Dicen que por las noches corre desbocada. No se mueve, pero su mente está en el mar, bajo la luna. No saben de qué huye, pero está claro que huye, aunque no se mueva; es como si apartase de su alrededor todo lo que la pueda tocar. Por eso no se mueve, pero está bajo el mar, en la luna.
Nunca se ha bañado dos veces en el mismo río. Se encarga de ello manchándolo de sangre cada vez que se sumerge. Se muerde la lengua para que brote la tinta directa del corazón, y broten palabras que mancillen el río, que no volverá nunca (y así echarlo de menos).

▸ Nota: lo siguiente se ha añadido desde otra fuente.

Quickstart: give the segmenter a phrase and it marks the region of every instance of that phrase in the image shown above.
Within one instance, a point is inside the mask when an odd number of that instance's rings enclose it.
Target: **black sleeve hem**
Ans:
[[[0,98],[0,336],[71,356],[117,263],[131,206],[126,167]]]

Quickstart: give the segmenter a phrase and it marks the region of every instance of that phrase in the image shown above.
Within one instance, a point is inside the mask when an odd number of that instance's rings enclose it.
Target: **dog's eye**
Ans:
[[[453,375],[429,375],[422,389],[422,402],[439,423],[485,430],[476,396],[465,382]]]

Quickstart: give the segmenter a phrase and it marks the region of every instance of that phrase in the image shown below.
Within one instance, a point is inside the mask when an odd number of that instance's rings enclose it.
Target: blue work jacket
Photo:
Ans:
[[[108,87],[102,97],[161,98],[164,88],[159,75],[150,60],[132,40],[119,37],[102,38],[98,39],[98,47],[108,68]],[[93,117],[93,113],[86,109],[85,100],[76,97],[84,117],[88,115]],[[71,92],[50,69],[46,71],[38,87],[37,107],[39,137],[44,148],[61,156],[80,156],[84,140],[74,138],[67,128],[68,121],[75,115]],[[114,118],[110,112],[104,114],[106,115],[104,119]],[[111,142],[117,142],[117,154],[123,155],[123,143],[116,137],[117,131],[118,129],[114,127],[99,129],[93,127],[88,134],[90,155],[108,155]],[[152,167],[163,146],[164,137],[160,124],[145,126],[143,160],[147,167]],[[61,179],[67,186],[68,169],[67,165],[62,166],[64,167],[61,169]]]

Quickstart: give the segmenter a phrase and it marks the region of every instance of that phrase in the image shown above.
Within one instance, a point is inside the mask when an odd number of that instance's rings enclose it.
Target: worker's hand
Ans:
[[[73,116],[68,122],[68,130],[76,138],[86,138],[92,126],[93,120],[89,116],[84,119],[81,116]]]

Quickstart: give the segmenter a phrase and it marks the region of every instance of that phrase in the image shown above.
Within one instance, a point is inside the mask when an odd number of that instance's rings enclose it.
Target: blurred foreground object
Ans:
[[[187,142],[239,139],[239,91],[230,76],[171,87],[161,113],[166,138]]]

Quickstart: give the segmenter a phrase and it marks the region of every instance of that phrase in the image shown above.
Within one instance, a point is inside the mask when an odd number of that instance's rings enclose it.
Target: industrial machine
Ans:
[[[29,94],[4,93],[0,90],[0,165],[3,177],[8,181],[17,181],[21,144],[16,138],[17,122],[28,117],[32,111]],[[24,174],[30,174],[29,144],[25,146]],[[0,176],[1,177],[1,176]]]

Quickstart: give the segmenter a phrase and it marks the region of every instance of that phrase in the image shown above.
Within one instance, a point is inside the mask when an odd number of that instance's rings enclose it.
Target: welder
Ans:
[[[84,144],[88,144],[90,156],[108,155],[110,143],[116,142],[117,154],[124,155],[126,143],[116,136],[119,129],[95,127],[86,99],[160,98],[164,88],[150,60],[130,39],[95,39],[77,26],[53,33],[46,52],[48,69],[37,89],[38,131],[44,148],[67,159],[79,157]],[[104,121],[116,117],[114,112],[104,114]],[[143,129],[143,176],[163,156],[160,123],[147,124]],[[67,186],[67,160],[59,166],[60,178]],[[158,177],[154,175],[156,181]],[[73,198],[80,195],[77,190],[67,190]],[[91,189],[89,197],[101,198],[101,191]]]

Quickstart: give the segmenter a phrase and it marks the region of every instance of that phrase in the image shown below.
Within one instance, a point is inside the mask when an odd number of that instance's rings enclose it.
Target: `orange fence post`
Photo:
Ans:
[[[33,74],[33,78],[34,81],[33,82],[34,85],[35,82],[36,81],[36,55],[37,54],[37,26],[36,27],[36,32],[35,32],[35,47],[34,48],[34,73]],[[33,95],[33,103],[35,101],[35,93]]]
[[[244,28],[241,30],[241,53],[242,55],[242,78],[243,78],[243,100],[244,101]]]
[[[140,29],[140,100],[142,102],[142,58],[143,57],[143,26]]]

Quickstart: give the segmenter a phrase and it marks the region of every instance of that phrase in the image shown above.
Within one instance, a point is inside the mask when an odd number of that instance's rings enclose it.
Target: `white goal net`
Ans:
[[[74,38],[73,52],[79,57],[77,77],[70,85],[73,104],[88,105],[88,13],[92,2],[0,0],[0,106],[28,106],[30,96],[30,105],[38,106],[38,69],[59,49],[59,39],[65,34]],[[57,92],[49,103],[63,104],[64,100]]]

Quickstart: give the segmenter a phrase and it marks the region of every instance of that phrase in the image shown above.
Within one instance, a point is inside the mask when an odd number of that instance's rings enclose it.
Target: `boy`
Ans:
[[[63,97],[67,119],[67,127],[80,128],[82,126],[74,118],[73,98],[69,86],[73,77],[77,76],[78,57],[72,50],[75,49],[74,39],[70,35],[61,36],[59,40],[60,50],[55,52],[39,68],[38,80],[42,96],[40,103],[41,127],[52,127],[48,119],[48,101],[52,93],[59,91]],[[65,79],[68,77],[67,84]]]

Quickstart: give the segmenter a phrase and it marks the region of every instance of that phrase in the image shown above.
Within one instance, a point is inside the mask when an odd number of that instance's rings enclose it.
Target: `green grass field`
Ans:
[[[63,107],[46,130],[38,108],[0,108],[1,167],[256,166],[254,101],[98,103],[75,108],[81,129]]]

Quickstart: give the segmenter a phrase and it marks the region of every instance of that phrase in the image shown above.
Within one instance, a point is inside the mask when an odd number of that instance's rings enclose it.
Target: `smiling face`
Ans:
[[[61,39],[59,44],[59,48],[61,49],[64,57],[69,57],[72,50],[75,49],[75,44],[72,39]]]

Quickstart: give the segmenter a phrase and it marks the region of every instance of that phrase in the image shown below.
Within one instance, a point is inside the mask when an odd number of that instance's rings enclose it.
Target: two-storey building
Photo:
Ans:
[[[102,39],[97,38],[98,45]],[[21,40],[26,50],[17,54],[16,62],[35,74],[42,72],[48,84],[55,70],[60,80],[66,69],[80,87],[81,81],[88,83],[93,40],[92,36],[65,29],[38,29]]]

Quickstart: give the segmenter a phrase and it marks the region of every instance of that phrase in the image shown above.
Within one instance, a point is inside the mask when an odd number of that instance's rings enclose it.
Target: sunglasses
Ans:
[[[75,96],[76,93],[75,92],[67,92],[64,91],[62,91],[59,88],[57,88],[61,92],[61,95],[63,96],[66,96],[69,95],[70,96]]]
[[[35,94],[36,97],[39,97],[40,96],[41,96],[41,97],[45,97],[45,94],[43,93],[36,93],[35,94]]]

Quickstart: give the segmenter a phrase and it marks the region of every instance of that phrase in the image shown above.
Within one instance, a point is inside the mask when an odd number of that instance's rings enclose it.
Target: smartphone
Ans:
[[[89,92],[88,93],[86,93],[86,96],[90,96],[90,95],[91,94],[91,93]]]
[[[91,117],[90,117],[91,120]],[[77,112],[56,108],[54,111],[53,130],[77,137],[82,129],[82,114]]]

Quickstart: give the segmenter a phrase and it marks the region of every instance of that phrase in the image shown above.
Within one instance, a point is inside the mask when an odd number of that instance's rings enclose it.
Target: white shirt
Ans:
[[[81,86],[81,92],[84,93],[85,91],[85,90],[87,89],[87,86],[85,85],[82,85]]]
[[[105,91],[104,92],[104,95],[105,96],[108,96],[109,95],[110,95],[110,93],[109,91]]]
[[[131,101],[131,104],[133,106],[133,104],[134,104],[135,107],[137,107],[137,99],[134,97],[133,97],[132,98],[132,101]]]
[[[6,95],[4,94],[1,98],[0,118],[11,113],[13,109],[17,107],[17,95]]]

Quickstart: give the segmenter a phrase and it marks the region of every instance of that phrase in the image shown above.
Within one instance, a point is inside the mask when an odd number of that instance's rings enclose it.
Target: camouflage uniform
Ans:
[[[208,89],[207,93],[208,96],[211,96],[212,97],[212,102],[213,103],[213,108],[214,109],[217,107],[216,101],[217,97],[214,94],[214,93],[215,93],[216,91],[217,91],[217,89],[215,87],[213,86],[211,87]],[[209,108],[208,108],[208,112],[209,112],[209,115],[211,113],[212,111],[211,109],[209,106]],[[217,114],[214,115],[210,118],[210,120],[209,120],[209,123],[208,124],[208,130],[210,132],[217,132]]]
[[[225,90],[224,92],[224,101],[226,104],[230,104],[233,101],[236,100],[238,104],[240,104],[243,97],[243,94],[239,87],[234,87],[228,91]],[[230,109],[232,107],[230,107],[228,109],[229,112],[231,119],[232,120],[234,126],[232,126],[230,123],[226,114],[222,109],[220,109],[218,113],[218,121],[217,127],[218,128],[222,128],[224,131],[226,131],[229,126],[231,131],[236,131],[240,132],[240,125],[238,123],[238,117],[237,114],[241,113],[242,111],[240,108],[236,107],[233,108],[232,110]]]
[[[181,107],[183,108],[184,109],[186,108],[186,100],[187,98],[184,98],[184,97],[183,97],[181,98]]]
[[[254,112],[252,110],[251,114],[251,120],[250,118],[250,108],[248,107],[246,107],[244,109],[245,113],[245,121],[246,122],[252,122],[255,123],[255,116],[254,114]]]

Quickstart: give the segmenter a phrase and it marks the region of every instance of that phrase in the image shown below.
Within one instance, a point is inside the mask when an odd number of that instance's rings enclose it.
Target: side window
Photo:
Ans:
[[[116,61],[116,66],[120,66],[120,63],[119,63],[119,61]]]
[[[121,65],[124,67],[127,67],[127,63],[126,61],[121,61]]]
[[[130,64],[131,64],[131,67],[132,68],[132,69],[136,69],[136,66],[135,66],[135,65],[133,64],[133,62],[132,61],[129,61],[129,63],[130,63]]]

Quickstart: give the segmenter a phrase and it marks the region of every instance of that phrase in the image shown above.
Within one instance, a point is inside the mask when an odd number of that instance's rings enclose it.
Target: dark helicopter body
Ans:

Dicen que no sabe de medias tintas, porque corre desbocada, y el mundo parece siempre de día o de noche. Por eso la confunden las luces encendidas de los bares, escaparates. Por eso solo quiere que le cubran los ojos con otro pecho cuando la madrugada gime. Podría cubrirse sus propios ojos con las manos, pero las tiene llenas de cristales, de romper a patadas todo lo que está a su alrededor, para que el río corra sin que ella se mueva. Y no puede quedarse ciega, o la atraparán con sus lazos de agua los ríos que tanto la buscan para templar sus aceros.




Desheredada


Anda buscando que la quieran, a ver si así aprende cómo se hace. O para poder entregar su corazón, aún caliente y bombeante, al primero que le de un guiño de pantalón.
Con el pecho vacío no duelen los latidos, y quizás, con suerte, muera desangrada de la herida.
Y así podrá decir a todo el mundo que murió de amor. Ella, que pudo amarlos a todos; tanto que no quedó nada para sí misma. Nada más que odio, uñas hundidas en la carne y un miedo atroz.




Carne de cañón





Buscaba el consuelo de mí misma en abrazos de otros. En sus embestidas y jadeos.
Buscaba ser vista más allá de este cuerpo, vendiéndolo al mejor postor y después sufriendo, porque no era más que carne de cañón.
No podía renunciar a mis ojos lascivos, ni podía renunciar a mi mente torturada.
Solo quería que mi trampa de belleza fuese superada por un infeliz gladiador. Soy un león.
Y ser vista más allá, en brazos ajenos. En sus embestidas y jadeos.
Un destello: necesito la confirmación de que soy más que eso. Carne de cañón.